Identifying proteins with multiple functions
In addition to analysing protein groups, the Kihara team has taken another step away from the one-protein-one-function scheme by studying multi-functional proteins. Most bioinformatic tools do not take into account that proteins, enzymes in particular, can be multi-functional. The Kihara lab has thus aimed to predict whether a query protein is a moonlighting protein – one that has multiple autonomous and often unrelated functions. These proteins are difficult to annotate, since their functions are not genome or protein family specific, nor linked to other indicators, such as a shared switching mechanism. Yet these proteins play key roles in cellular disease states such as cancers, and so identifying them is important.

To solve the problem, Dr Kihara’s team has developed a new systematic approach to study moonlighting proteins. In 2016, the team proposed an automated prediction framework which uses several non-sequence-based data to identify moonlighting proteins. They used machine learning classifiers to predict multi-functional proteins, after which they cross validated the results using existing databases. Dr Kihara’s team could predict moonlighting proteins that had previous gene sequence data with 98% accuracy. Even if no sequence data was available, the system showed an impressive 75% accuracy.
The iGFP algorithm considers a set of proteins as input and predicts the function of the entire group, as well as its individual proteins.
Furthermore, in a 2018 paper the team used deep learning to sniff out moonlighting proteins from previously published literature. Their text mining tool DextMP could find out whether a protein had multiple functions or not based on information from journal publications and functional descriptions from protein databases. Using systematic literature processing tools, the researchers could significantly reduce time to annotate moonlighting proteins and move closer to clarifying the complex interplay of proteins within the cell.
Improvements and future predictions
Computational biology desperately needs new ways to accurately reflect the true nature of biological processes. Dr Kihara’s team has made innovative strides to step away from a traditional one-protein-one-function effort and identified functions for entire protein groups. Their algorithms outperform previous sequence-based methods by layering multiple protein characteristics and taking into account evolutionary relationships, which can be better indicators of shared functions than the simple amino acid backbone. Further, the team’s machine learning methods can predict whether a protein serves a double role, and whether such proteins have unknowingly been described in previous literature.

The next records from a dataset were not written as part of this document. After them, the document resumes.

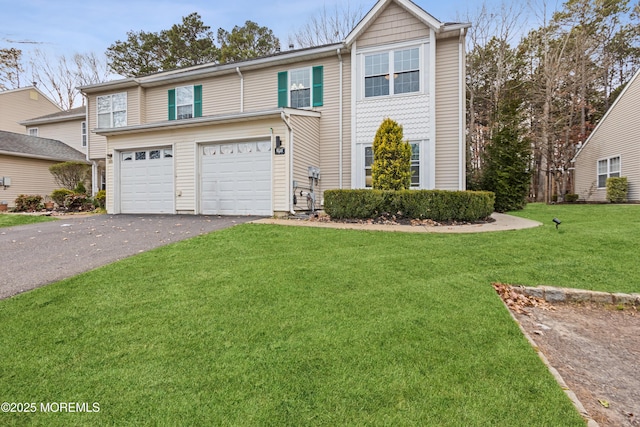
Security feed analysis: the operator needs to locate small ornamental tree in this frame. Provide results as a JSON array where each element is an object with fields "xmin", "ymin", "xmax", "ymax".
[
  {"xmin": 371, "ymin": 118, "xmax": 411, "ymax": 190},
  {"xmin": 49, "ymin": 162, "xmax": 91, "ymax": 190}
]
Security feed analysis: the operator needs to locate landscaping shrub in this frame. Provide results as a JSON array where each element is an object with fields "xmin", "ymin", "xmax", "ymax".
[
  {"xmin": 93, "ymin": 190, "xmax": 107, "ymax": 209},
  {"xmin": 51, "ymin": 188, "xmax": 73, "ymax": 207},
  {"xmin": 371, "ymin": 118, "xmax": 411, "ymax": 190},
  {"xmin": 324, "ymin": 190, "xmax": 495, "ymax": 221},
  {"xmin": 607, "ymin": 176, "xmax": 629, "ymax": 203},
  {"xmin": 14, "ymin": 194, "xmax": 43, "ymax": 212},
  {"xmin": 64, "ymin": 193, "xmax": 94, "ymax": 212}
]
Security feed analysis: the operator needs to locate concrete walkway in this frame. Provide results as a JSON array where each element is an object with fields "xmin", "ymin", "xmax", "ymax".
[
  {"xmin": 253, "ymin": 213, "xmax": 542, "ymax": 233},
  {"xmin": 0, "ymin": 215, "xmax": 257, "ymax": 299}
]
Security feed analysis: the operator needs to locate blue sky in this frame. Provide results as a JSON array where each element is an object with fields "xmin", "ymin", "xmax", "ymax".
[{"xmin": 0, "ymin": 0, "xmax": 504, "ymax": 56}]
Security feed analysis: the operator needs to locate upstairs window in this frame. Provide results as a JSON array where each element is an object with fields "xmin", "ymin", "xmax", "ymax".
[
  {"xmin": 364, "ymin": 47, "xmax": 420, "ymax": 98},
  {"xmin": 169, "ymin": 85, "xmax": 202, "ymax": 120},
  {"xmin": 80, "ymin": 122, "xmax": 87, "ymax": 147},
  {"xmin": 278, "ymin": 66, "xmax": 324, "ymax": 108},
  {"xmin": 97, "ymin": 92, "xmax": 127, "ymax": 129},
  {"xmin": 598, "ymin": 156, "xmax": 620, "ymax": 188}
]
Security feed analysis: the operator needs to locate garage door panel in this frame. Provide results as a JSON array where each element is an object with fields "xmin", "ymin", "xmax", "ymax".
[
  {"xmin": 120, "ymin": 149, "xmax": 174, "ymax": 213},
  {"xmin": 200, "ymin": 141, "xmax": 272, "ymax": 215}
]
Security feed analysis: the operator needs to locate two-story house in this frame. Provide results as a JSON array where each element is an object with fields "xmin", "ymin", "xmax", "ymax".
[{"xmin": 81, "ymin": 0, "xmax": 469, "ymax": 215}]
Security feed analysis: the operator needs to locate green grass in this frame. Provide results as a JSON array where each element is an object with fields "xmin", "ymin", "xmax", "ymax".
[
  {"xmin": 0, "ymin": 214, "xmax": 56, "ymax": 228},
  {"xmin": 0, "ymin": 205, "xmax": 640, "ymax": 426}
]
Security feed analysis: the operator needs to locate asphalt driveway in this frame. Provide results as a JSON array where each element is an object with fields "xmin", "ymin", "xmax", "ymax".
[{"xmin": 0, "ymin": 215, "xmax": 258, "ymax": 299}]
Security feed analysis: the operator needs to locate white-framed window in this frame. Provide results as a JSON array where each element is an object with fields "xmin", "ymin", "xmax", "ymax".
[
  {"xmin": 176, "ymin": 86, "xmax": 194, "ymax": 120},
  {"xmin": 97, "ymin": 92, "xmax": 127, "ymax": 129},
  {"xmin": 364, "ymin": 142, "xmax": 421, "ymax": 188},
  {"xmin": 289, "ymin": 67, "xmax": 311, "ymax": 108},
  {"xmin": 364, "ymin": 47, "xmax": 423, "ymax": 98},
  {"xmin": 598, "ymin": 156, "xmax": 620, "ymax": 188},
  {"xmin": 80, "ymin": 122, "xmax": 87, "ymax": 147}
]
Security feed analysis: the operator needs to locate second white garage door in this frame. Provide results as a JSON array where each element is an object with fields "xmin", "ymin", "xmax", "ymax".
[
  {"xmin": 120, "ymin": 148, "xmax": 175, "ymax": 213},
  {"xmin": 200, "ymin": 141, "xmax": 273, "ymax": 215}
]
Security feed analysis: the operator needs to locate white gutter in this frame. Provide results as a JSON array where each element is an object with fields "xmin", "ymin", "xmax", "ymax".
[
  {"xmin": 236, "ymin": 67, "xmax": 244, "ymax": 113},
  {"xmin": 337, "ymin": 48, "xmax": 344, "ymax": 189},
  {"xmin": 458, "ymin": 28, "xmax": 467, "ymax": 190},
  {"xmin": 280, "ymin": 111, "xmax": 296, "ymax": 215}
]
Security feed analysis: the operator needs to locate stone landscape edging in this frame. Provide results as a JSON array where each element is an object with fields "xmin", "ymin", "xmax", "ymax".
[{"xmin": 511, "ymin": 285, "xmax": 640, "ymax": 306}]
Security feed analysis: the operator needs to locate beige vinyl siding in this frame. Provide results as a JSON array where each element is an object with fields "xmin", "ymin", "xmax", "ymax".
[
  {"xmin": 38, "ymin": 119, "xmax": 87, "ymax": 153},
  {"xmin": 145, "ymin": 73, "xmax": 246, "ymax": 123},
  {"xmin": 575, "ymin": 74, "xmax": 640, "ymax": 202},
  {"xmin": 358, "ymin": 3, "xmax": 429, "ymax": 48},
  {"xmin": 0, "ymin": 154, "xmax": 60, "ymax": 207},
  {"xmin": 291, "ymin": 116, "xmax": 320, "ymax": 210},
  {"xmin": 107, "ymin": 119, "xmax": 289, "ymax": 214},
  {"xmin": 0, "ymin": 88, "xmax": 62, "ymax": 135},
  {"xmin": 435, "ymin": 37, "xmax": 463, "ymax": 190}
]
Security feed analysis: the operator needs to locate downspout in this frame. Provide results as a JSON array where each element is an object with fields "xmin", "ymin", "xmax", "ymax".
[
  {"xmin": 337, "ymin": 48, "xmax": 343, "ymax": 189},
  {"xmin": 280, "ymin": 111, "xmax": 296, "ymax": 215},
  {"xmin": 458, "ymin": 28, "xmax": 467, "ymax": 190},
  {"xmin": 236, "ymin": 67, "xmax": 244, "ymax": 113}
]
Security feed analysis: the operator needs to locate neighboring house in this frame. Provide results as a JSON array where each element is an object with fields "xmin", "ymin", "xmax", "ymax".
[
  {"xmin": 573, "ymin": 70, "xmax": 640, "ymax": 202},
  {"xmin": 0, "ymin": 86, "xmax": 62, "ymax": 136},
  {"xmin": 0, "ymin": 131, "xmax": 86, "ymax": 206},
  {"xmin": 81, "ymin": 0, "xmax": 470, "ymax": 215},
  {"xmin": 20, "ymin": 107, "xmax": 88, "ymax": 153}
]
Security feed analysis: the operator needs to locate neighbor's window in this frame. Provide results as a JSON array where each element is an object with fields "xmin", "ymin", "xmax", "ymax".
[
  {"xmin": 364, "ymin": 47, "xmax": 420, "ymax": 98},
  {"xmin": 598, "ymin": 156, "xmax": 620, "ymax": 188},
  {"xmin": 97, "ymin": 92, "xmax": 127, "ymax": 129},
  {"xmin": 289, "ymin": 68, "xmax": 311, "ymax": 108}
]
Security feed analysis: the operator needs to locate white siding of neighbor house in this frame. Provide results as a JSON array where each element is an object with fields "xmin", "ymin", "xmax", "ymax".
[
  {"xmin": 0, "ymin": 154, "xmax": 60, "ymax": 207},
  {"xmin": 0, "ymin": 87, "xmax": 62, "ymax": 134},
  {"xmin": 29, "ymin": 118, "xmax": 88, "ymax": 153},
  {"xmin": 107, "ymin": 119, "xmax": 288, "ymax": 214},
  {"xmin": 435, "ymin": 37, "xmax": 464, "ymax": 190},
  {"xmin": 358, "ymin": 3, "xmax": 429, "ymax": 48},
  {"xmin": 575, "ymin": 72, "xmax": 640, "ymax": 202}
]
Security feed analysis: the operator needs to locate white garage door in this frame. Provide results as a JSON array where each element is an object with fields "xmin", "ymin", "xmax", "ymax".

Despite these promising developments, bioinformatic prediction tools are only as intelligent as their design, and there is still a way to go towards fully automated, AI-driven research in protein function annotation. Overall, Dr Kihara’s team suggests that combining previous methods with emerging ones from omics experiments and evolution distance analysis will further solidify functional prediction accuracies in the future.
Personal Response
What kind of role will machine learning play in protein function prediction and understanding biological processes?
<> Machine learning has already been playing a big role in protein function prediction, and more widely, in bioinformatics. It is particularly effective in identifying subtle signatures that are easily overlooked by humans in input data including protein sequences that are relevant to particular functions. It is also very suitable for integrating many different types of data together to make predictions.